I don’t know about this being a, “Gun rights case being born,” but it does open up a few questions.
Should an employer, if he chooses to make his/her business a gun free zone, be responsible for the safety of all employees?
Not only while at the workplace, but en route to and from it as well. What if I’m on my way home from or to work, while stopped at a red light, and I get carjacked and shot? If my employer had allowed me to carry, it might have ended differently.
Lots of gun owners feel that it’s irresponsible to leave a firearm unattended in their vehicle for fear that it could get stolen. Plus, the business property could ALSO include the parking lot. What then?

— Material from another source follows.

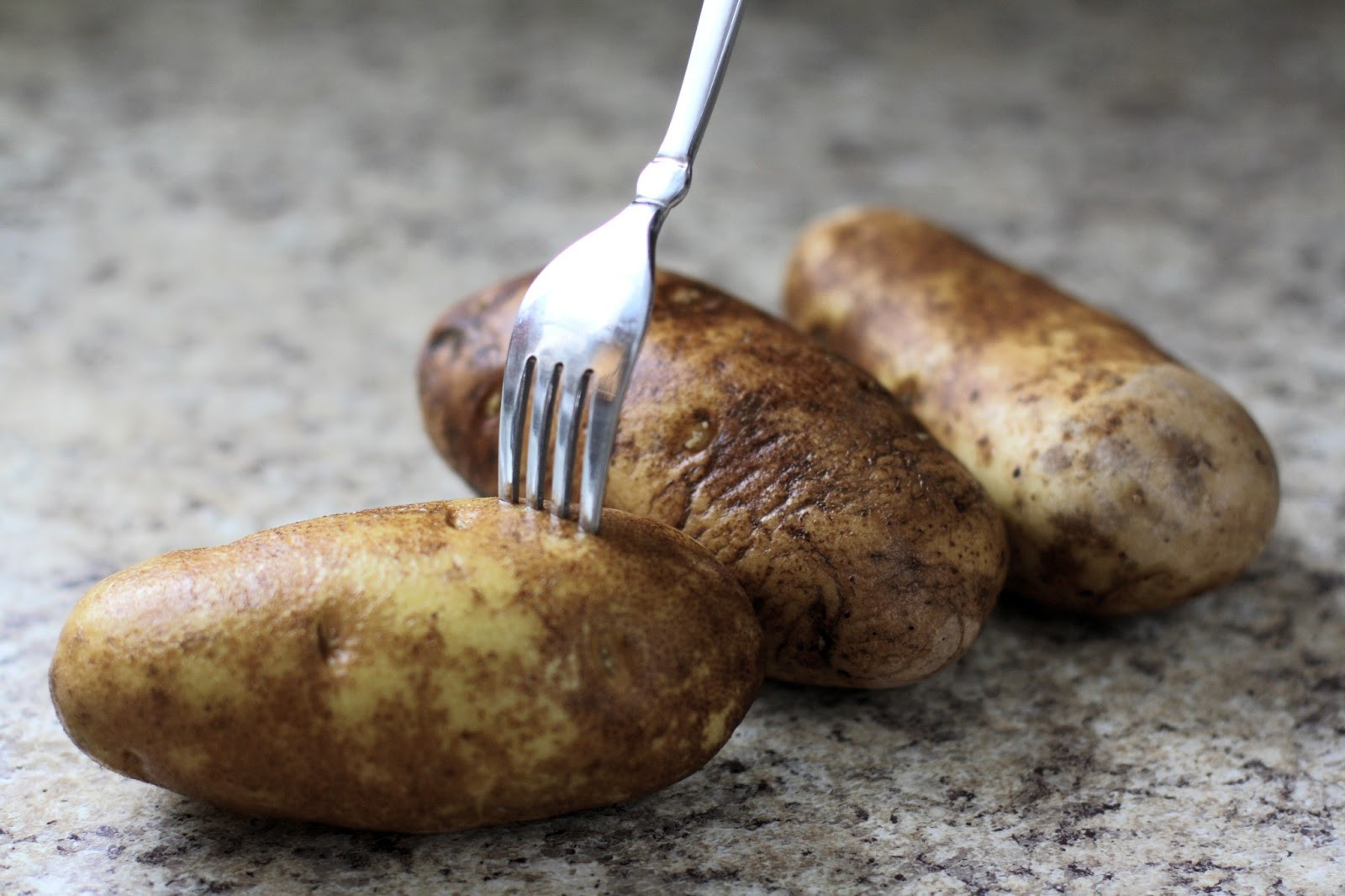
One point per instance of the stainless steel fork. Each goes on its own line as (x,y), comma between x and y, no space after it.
(583,319)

With the economy being as horrid as it is, I doubt that anyone wants to become the first test case for this issue.
“Lots of gun owners feel that its irresponsible to leave a firearm unattended in their vehicle for fear that it could get stolen. Plus, the business property could ALSO include the parking lot. What then?”
Many times the business property does include the parking lot. What then? You’re screwed. Which is why these laws were passed in the first place. To disarm the populace.
Alabama actually passed a law that, roughly stated, prohibited businesses from prohibiting guns in their parking lots as long as the guns were out of sight and the vehicle was locked. Lots of handwringing about how “blood would run in the streets” and other non-sense.
Sheriffs were against it. Yep. In the supposedly “most Conservative state” the Sheriffs were against my right to keep and bear arms and self defense. Didn’t surprise me at all as I have had a few dealings with local Sheriff depts. over the years.